The latest CPI reading, which is a measure of inflation, is supposedly 1.6%. However, John Williams believes that the real CPI is actually 9.2%, as calculated by the official U.S. government methodology of 1990.
Why the disparity in the numbers? Put simply, the official methodology for calculating inflation has been manipulated.
The Cruel Reality
If I’ve learned one lesson in my 30 years of political activity and reporting, it’s that the government lies. A lot. Both parties are equally guilty, too.
And the bigger the lie, the more likely people are to believe it. Today’s economic situation is no different.
With that in mind, I assure you this isn’t the last time I’m going to talk numbers. In fact, this is just the tip of the economic iceberg. So stay tuned.
The sinister truth is that we’re being lied to… The actual rate of unemployment is two to three times the Bureau of Labor’s bullsh… I mean statistics.
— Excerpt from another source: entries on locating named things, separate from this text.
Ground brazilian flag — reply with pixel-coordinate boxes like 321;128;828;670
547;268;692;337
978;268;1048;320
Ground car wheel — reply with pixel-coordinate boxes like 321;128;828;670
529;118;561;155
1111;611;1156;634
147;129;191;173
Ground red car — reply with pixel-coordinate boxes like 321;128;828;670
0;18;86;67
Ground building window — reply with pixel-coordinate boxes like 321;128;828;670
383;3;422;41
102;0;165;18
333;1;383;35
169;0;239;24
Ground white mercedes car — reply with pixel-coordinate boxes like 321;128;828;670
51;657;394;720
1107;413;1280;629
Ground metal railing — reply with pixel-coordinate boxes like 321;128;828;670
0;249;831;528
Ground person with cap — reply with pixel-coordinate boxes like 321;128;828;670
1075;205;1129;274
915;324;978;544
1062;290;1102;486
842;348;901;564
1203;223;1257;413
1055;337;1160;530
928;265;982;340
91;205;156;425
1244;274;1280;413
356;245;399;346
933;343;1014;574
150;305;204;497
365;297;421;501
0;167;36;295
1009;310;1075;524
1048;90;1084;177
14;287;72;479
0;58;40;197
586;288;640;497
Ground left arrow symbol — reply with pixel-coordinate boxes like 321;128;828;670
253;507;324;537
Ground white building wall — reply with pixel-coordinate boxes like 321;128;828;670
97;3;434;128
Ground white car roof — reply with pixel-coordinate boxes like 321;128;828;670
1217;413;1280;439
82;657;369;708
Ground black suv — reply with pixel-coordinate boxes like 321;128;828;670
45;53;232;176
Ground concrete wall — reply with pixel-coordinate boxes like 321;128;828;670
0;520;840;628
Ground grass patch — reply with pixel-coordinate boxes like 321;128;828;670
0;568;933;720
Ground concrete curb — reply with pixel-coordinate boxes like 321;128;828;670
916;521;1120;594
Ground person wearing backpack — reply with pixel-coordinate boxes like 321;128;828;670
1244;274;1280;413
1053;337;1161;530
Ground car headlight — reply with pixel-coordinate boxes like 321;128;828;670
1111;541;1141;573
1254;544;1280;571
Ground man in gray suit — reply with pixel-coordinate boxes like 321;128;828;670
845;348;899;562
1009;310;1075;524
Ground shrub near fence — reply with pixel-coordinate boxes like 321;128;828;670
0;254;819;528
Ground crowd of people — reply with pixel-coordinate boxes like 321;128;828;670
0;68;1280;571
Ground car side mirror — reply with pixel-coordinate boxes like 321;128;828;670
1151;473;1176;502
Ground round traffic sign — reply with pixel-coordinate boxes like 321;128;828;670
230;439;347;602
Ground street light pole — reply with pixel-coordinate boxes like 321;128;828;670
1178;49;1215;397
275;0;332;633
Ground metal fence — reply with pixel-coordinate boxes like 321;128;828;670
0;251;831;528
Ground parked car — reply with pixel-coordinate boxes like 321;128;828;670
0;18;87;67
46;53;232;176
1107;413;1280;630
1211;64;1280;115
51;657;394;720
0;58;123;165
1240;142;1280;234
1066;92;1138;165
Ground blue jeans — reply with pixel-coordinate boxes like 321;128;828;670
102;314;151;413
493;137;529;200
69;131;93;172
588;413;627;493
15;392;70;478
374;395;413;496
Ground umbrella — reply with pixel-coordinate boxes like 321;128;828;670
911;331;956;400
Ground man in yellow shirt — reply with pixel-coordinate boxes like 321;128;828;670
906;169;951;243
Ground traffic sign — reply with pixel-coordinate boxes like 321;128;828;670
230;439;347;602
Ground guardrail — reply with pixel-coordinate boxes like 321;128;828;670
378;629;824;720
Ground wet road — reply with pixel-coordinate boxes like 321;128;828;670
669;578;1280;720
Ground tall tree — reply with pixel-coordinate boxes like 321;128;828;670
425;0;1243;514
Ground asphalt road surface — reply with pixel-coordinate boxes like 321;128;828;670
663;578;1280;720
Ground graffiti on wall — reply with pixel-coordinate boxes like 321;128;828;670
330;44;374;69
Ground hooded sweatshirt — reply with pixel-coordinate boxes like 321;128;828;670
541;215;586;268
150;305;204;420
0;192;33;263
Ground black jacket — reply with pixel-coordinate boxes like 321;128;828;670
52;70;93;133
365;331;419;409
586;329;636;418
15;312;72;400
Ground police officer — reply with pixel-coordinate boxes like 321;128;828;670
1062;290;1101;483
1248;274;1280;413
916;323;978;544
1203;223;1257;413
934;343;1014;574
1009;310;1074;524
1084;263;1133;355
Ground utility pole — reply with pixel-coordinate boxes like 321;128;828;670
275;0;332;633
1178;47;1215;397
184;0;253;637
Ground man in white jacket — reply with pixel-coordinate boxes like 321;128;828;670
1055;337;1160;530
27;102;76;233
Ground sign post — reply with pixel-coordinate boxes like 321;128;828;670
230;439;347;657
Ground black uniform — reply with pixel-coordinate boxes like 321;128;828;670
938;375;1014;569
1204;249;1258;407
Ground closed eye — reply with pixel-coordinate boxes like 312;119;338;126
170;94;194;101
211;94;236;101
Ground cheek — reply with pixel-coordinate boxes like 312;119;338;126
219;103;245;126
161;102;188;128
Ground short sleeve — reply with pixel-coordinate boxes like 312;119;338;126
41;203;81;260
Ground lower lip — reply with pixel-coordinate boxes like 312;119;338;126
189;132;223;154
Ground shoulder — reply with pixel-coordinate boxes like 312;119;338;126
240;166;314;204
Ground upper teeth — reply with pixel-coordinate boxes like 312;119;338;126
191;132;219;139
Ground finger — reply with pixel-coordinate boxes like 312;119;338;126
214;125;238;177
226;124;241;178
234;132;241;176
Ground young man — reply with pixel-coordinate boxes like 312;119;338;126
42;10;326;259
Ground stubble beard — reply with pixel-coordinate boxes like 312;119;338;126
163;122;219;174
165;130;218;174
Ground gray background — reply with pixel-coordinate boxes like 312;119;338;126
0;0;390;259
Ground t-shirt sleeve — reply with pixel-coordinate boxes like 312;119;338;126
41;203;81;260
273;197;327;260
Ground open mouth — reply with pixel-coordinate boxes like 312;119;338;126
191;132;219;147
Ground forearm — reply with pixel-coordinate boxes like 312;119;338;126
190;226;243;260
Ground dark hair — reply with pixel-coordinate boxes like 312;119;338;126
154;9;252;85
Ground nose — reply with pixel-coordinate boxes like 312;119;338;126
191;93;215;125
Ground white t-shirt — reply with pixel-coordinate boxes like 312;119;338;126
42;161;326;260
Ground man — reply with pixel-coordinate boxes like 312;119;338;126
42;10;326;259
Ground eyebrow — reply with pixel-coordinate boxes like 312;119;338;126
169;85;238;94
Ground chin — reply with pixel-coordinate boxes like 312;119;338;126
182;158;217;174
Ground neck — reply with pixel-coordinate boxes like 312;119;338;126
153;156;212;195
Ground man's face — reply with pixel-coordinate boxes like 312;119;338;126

this economic AP writer is a fact twister. hotels jobs are not low paying jobs in major metropolitan cities of the nation, so as restaurants jobs, unless these restaurants are in the ghetto sections of the cities. the low paying jobs gains are from fast food like Mcdonald’s, burger king, Wendy’s, etc. this writer writing the jobs are from hotels/restaurants is misleading. this economic writer is sure is a lefty to say cheaper gasoline, over $3.50 a gallon of gas is cheaper? a minimum wager cannot even afford a $2.00 a gallon of gas or even public transportation fare, the means of transportation of the low paying job holders are their feet. what does the 9.3% rise of housing price got to do with the average joe, who can barely afford to pay rent. the USA is a nation of home renters at over 65%, gone are the american dreams of owning a home. this lefty economic writer is pushing the suggestions of USA fed chairman and european central bank to focus on stimulating growth aka exuberant spending, ignore deficit reduction. recession is like a monkey seating in the back, to kick that monkey out of the back is to balance the budget, america is decades away, if ever a balanced budget will be a reality.